When the IGG, Ms Beti Kamya, talked about scrutinising the personal lifestyles of government officials in relation to their known legitimate income, President Museveni cautioned her to tread carefully, lest the thieves took their loot out of the country instead of investing it in Uganda.
Lucky fellows; a smart IGG would understand that there was not much point in investigating the President’s thieves.
But assuming the IGG’s idea was not a joke or a passing fantasy, all need not be lost. She can change her diet to a breakfast of fried scorpions and start with the State itself.
Yes, is the NRM government operating within its means? Or is it spending like a cynical monster that stumbled into a fortune? For instance, even with the ADF rebels reportedly lodged in the DR Congo, and Uganda’s military macho shines in places like Somalia, there are people who feel strongly that Uganda has too many soldiers and too many weapons. 
Does Uganda’s legitimate security needs and her wealth (or poverty) warrant such a military establishment?

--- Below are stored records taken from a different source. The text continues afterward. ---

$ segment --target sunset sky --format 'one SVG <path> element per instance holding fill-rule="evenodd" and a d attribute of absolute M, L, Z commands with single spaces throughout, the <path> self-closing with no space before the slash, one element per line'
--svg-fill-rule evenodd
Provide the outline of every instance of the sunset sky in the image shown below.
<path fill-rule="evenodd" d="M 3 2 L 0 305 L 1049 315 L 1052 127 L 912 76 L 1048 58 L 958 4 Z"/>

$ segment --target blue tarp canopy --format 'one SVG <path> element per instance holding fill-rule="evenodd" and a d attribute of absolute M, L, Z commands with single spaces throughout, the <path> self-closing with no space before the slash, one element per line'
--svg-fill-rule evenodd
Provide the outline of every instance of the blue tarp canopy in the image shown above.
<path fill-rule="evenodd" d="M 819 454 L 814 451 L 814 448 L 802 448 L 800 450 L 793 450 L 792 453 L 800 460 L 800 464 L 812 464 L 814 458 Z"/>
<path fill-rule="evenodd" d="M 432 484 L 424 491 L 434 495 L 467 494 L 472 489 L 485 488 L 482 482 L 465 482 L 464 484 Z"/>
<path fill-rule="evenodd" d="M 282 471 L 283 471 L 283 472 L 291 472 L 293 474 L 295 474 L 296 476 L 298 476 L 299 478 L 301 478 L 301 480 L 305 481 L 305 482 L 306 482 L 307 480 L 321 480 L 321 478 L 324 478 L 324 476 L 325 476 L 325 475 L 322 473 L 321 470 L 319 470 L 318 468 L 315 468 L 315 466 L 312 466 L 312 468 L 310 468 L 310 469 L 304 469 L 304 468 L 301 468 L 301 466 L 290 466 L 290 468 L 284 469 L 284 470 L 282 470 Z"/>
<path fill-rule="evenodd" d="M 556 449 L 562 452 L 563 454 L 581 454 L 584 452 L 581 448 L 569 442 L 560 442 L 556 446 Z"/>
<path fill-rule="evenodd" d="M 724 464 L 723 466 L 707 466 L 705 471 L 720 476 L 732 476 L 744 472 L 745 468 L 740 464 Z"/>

The IGG might find that much of that military is now used to intimidate a democracy-hungry citizenry, to abduct and torture the ruling NRM’s political opponents. An anti-democratic mindset may have translated into huge military spending and a gun-toting government lifestyle.
On the other hand, the IGG might enter a zone of ideological awakening and discover that the 1986 NRM/A ideas were mistaken; that in fact Uganda can only exist under barbarism; that all the expenditure on the tools of repression has been reasonable, even if education, health, agriculture et al have ended up without sufficient resources.
Still with the government’s lifestyle; people who bother to count such things report that Uganda has 83 ministers, more than 140 elected district chairpersons, twice as many RDCs and their deputies, hundreds of presidential advisors; some living, some half-dead, and some possibly ghosts. Can the State, Uganda, afford such a governance style?
Nobody loves a big car like a Senior Uganda Government official (SUGO). You are not a true SUGO unless you have an SUV as big as Noah’s ark. Your prestige is measured in the mobile space around you, and the fuel consumption. You are a fake SUGO if your bush-city cruiser consumes less than 15 litres of government petrol on a return journey between Parliament Avenue and Entebbe.
Dear IGG, can Uganda, the State, afford that expenditure?
The salaries and perks of a SUGO are now a settled matter. They must be at (or close to) First World packages. The slaves of the republic have adjusted to this reality. With the rampant unemployment, a person who has no 1981-86 Resistance connection, or is not an ‘avenger’ or some other descendant of the Resistance; such a person will be lucky to get even a slave job in tomorrow’s Uganda.
However, against that background, it has now become fashionable – perhaps even standard practice – for SUGOs to die abroad.
Even when the most qualified consultants do not give their patient a chance of survival anywhere, a SUGO is sent to a foreign hospital. It is now considered undignified for a Sugo to die in their country.
Dying abroad ensures that you return rather like a hero, with befitting pomp.
But the cost of these arrangements makes spectators whistle. Then the magnificent funerals; burying a SUGO is creeping towards half-a-billion shillings.
The IGG can investigate and inform us whether Uganda can (realistically) afford all these things without begging and sliding into debt to meet its basic obligations.
Mr Tacca is a novelist, socio-political commentator.